How the Air Force Is Taking Hypersonic and AI Research to the Next Level

The U.S. Air Force is accelerating efforts to implement various directives related to its 2030 Science & Technology Strategy. The document was first signed in 2019 by former Secretary Heather Wilson and has been steadily pursued by U.S. Air Force weapons developers, scientists, and researchers looking for paradigm-changing new technologies. 

The document, which has been supported and refined by service leaders since its release, seeks to optimize areas of scientific focus to ensure the service is prepared as the global threat environment continues to change. 

Key areas of emphasis within the strategy include exploring a number of areas such as hypersonics, artificial intelligence (AI), manned-unmanned teaming, composite materials, stealth technologies, networking, and weapons guidance. Regarding hypersonics, one key area of focus, which is now achieving measurable progress, is in an area called “boundary layer phenomenology,” which pertains to the study of “airflow” surrounding a hypersonic projectile. Maj. Gen. Heather Pringle, Commander of the Air Force Research Laboratory (AFRL), told The National Interest about recent breakthroughs in testing and collaboration for boundary layer dynamics. In March 2022, the AFRL conducted an experiment with NASA at the Wallops Flight Facility in what Pringle referred to as a “boundary layer bulk flight experiment.”  The test was successful, Pringle said, and helped scientists and weapons developers better understand how to sustain the “trajectory” of a hypersonic weapon in flight in a “turbulent” high-speed environment. 

“We were looking at some complex geometries that are different from the systems that we have today. By doing these kinds of experiments, by partnering in these ways, and basic research, then we’re informing the shapes of the weapons and the aircraft and the flight systems that we have in the future. So basic research is near and dear to our hearts and something that we have invested in for a long time,” Pringle said. 

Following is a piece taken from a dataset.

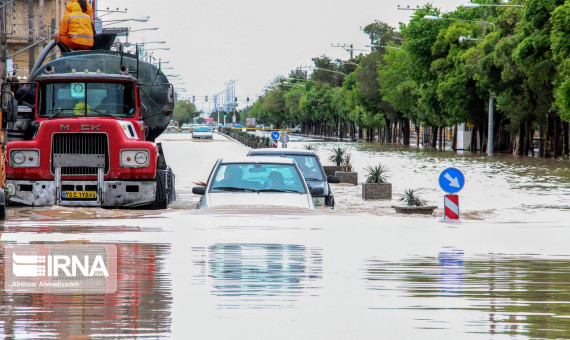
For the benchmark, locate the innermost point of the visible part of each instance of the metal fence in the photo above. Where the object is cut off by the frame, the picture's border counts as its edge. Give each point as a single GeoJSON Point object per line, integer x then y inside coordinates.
{"type": "Point", "coordinates": [22, 31]}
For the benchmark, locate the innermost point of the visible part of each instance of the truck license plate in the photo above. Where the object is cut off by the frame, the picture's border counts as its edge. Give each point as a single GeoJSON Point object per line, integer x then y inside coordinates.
{"type": "Point", "coordinates": [79, 195]}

AI was also cited in the Science and Technology 2030 strategy as a critical area of focus, something Pringle talked about in terms of increasing “reliability” for future operations. She also discussed the value of AI as it operates in tandem with human decisionmakers. Pringle, for example, talked about the crucial role human input can play when it comes to informing or properly directing AI-enabled systems. 

“One of the most important underlying tenets of a human-machine relationship is the trust that the human places in the machine and the actions that the machine takes, and is it being transparent enough with a human that to enable that trust and to so that the human knows what actions that machine is going to take,” Pringle said. 

Kris Osborn is the defense editor for the National Interest. Osborn previously served at the Pentagon as a Highly Qualified Expert with the Office of the Assistant Secretary of the Army—Acquisition, Logistics & Technology. Osborn has also worked as an anchor and on-air military specialist at national TV networks. He has appeared as a guest military expert on Fox News, MSNBC, The Military Channel, and The History Channel. He also has a Master’s Degree in Comparative Literature from Columbia University.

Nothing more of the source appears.